This blog is managed by Song Hock Chye, author of Improve Your Thinking Skills in Maths (P1-P3 series), which is published and distributed by EPH.

## Monday, December 17, 2007

### The Present Tenses

There are 2 types of Present Tenses, the Simple Present Tense and the Continuous Present Tense.

1. Simple Present Tense –

This tense is used when we talk about permanent situations or events that happen regularly or all the time.

Examples –

a) Nurul lives in Toa Payoh.

b) Water freezes at 0 degree Celsius.

c) The sun sets in the West.

2. Continuous Present Tense -

This tense is used when we talk about a temporary or continuing action that is “currently happening”.

Examples –

a) Mother is cooking dinner.

b) Boon Keng is studying in his room.

3. Identifying the difference between Simple Present and Continuous Present Tenses –

a) Maniam works hard.

b) Maniam is working hard.

In the first example, the reader gets the impression that Maniam is a hardworking person. The Simple Present Tense, “works”, infers that Maniam works hard on a regularly basis.

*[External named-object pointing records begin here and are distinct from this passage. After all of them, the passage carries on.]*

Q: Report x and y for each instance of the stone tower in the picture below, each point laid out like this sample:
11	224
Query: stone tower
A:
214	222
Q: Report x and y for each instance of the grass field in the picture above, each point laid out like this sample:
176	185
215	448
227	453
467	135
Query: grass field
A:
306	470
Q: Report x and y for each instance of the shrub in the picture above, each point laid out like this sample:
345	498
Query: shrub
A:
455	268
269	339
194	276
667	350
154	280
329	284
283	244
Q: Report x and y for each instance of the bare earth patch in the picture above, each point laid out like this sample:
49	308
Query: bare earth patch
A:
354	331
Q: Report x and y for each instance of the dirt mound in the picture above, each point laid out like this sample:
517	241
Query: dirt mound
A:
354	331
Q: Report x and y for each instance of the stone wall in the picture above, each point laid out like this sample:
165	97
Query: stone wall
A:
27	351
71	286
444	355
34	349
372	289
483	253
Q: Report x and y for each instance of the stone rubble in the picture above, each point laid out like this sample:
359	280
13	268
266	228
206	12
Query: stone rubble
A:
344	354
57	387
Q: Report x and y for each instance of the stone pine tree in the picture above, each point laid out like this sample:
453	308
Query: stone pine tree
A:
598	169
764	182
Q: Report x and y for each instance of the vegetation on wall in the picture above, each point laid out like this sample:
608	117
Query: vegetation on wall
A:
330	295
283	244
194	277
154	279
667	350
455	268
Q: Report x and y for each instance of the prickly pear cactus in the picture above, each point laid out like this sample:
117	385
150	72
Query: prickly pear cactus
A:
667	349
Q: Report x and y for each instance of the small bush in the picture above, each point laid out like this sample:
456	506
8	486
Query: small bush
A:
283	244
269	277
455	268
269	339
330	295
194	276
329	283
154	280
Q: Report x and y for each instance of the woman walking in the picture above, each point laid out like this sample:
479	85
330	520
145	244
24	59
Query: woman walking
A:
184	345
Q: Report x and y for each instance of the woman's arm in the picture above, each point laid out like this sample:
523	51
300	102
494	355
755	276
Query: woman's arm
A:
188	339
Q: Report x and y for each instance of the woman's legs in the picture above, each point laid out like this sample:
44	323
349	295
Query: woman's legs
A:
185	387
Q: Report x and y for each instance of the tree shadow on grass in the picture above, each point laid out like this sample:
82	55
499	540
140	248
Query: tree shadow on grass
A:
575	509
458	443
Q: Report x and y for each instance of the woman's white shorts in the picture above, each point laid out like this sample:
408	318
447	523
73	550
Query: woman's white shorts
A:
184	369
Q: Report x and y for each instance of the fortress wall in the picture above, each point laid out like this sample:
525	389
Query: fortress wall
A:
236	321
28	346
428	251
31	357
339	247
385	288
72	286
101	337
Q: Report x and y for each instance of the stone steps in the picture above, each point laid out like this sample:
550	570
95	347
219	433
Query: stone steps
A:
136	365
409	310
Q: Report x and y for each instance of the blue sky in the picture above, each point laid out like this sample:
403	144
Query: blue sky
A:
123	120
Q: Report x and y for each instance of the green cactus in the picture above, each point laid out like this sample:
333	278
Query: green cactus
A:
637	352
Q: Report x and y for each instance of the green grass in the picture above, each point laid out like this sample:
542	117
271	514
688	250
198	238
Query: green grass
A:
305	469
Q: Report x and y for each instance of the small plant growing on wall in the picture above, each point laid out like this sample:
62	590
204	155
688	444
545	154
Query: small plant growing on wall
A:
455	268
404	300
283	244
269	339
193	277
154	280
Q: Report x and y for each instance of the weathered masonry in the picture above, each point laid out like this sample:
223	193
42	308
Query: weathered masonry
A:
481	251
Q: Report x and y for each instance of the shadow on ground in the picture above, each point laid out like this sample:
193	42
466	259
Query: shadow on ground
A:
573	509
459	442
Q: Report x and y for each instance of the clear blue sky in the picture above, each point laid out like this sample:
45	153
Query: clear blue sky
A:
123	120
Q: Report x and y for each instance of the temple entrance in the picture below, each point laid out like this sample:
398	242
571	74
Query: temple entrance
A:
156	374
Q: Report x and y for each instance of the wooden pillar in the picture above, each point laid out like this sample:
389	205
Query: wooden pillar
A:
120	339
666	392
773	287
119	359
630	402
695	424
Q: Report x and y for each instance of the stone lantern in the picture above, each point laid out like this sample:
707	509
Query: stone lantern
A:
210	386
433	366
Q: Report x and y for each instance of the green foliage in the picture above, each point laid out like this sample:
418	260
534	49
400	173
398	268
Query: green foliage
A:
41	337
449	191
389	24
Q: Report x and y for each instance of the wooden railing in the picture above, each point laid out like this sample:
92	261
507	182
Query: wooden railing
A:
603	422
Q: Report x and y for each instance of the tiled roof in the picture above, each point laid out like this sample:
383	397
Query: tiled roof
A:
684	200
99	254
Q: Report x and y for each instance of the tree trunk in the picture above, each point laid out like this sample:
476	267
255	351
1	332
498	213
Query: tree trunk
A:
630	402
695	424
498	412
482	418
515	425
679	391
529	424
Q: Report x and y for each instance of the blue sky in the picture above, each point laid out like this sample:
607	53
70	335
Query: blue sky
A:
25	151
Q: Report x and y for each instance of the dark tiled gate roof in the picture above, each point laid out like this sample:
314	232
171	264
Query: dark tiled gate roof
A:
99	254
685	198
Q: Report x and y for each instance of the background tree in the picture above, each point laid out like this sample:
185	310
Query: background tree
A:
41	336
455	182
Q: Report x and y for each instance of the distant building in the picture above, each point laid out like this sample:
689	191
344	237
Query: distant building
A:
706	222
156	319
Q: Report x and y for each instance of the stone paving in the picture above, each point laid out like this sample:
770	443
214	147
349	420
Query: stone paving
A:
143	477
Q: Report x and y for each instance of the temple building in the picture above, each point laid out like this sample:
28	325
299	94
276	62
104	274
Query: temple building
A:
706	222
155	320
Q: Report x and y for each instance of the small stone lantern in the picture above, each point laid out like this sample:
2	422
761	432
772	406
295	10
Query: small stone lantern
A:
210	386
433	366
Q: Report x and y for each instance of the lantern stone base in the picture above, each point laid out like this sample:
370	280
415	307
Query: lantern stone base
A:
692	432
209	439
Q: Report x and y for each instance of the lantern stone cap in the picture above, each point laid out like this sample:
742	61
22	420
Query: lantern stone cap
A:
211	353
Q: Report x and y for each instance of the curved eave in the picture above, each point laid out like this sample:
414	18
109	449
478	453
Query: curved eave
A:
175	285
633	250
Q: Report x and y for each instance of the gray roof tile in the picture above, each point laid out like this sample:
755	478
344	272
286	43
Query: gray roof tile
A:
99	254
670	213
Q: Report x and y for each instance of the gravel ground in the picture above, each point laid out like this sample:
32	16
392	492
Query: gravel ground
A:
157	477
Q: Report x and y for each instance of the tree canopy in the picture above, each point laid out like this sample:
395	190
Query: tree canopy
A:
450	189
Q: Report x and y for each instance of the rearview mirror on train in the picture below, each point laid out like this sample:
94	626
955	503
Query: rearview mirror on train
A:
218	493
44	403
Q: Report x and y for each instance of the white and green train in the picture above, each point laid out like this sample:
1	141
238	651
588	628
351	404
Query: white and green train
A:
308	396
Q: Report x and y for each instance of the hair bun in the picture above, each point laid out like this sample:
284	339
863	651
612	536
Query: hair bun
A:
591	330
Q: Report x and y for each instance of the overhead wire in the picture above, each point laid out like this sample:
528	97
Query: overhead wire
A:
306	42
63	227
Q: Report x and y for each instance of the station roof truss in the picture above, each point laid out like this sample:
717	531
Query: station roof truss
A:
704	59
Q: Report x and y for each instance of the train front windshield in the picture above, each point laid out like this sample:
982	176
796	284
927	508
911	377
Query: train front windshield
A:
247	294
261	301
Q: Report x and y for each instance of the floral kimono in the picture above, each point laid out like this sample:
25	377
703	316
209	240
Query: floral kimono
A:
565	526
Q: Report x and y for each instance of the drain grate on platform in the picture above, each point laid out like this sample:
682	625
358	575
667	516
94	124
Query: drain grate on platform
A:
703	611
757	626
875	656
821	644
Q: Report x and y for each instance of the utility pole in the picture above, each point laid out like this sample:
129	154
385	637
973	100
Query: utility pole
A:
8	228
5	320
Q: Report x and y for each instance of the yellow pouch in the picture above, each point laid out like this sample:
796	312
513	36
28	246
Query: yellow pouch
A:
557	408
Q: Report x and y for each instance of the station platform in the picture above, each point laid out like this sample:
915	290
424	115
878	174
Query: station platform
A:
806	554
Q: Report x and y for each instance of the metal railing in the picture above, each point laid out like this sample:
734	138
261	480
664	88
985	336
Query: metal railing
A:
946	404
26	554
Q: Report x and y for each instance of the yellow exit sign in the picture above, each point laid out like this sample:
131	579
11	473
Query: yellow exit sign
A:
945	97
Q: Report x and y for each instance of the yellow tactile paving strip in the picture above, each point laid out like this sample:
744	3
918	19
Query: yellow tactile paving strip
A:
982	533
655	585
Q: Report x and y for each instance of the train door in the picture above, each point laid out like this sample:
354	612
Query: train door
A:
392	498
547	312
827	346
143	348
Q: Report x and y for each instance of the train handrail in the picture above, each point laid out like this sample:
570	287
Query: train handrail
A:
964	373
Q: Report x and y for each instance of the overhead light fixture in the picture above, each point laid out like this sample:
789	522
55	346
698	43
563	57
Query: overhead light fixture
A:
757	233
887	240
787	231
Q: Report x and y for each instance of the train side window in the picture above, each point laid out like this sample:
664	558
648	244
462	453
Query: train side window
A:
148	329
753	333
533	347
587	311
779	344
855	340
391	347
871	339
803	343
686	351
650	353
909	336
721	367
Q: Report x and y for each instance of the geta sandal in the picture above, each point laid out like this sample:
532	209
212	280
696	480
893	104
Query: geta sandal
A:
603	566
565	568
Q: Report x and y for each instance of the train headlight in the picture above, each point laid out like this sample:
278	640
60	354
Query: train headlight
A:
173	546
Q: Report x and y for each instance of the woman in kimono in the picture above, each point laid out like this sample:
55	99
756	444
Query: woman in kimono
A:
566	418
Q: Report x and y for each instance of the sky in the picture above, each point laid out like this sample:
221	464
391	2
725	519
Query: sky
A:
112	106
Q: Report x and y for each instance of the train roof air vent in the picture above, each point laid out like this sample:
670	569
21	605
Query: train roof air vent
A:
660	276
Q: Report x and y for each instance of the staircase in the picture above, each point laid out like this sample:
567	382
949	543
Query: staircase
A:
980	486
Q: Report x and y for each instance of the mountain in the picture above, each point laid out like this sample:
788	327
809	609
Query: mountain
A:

In the second example, the reader gets the impression that Maniam is currently working hard. Whether he is working hard now because he has always been a hardworking person, or he is working hard now only and this is just a one-off action, the reader will not be able to tell.

4. Grammar Rules pertaining to the Simple Present Tense (Subject-Verb Agreement)

The singular noun goes with the singular verb while the plural noun goes with the plural verb.

Example of the singular noun, singular verb - Charlene dances gracefully.

Example of the plural noun, plural verb – The girls dance gracefully.

Identifying the singular noun -

Some students have difficulty in identifying the singular noun.

Collective nouns are considered singular nouns – eg a bouquet of flowers, a class of pupils etc.

- A class of pupils is going to the Botanical Gardens. (correct)

- A class of pupils are going to the Botanical Gardens (wrong)

Uncountable Nouns are considered singular nouns – eg water, sand, ice, air etc are considered singular nouns, and hence, will be followed with the singular verb.

- Air is important to all living things.

- Glass is fragile.

Abstract Nouns are considered singular nouns – eg anger, joy, envy.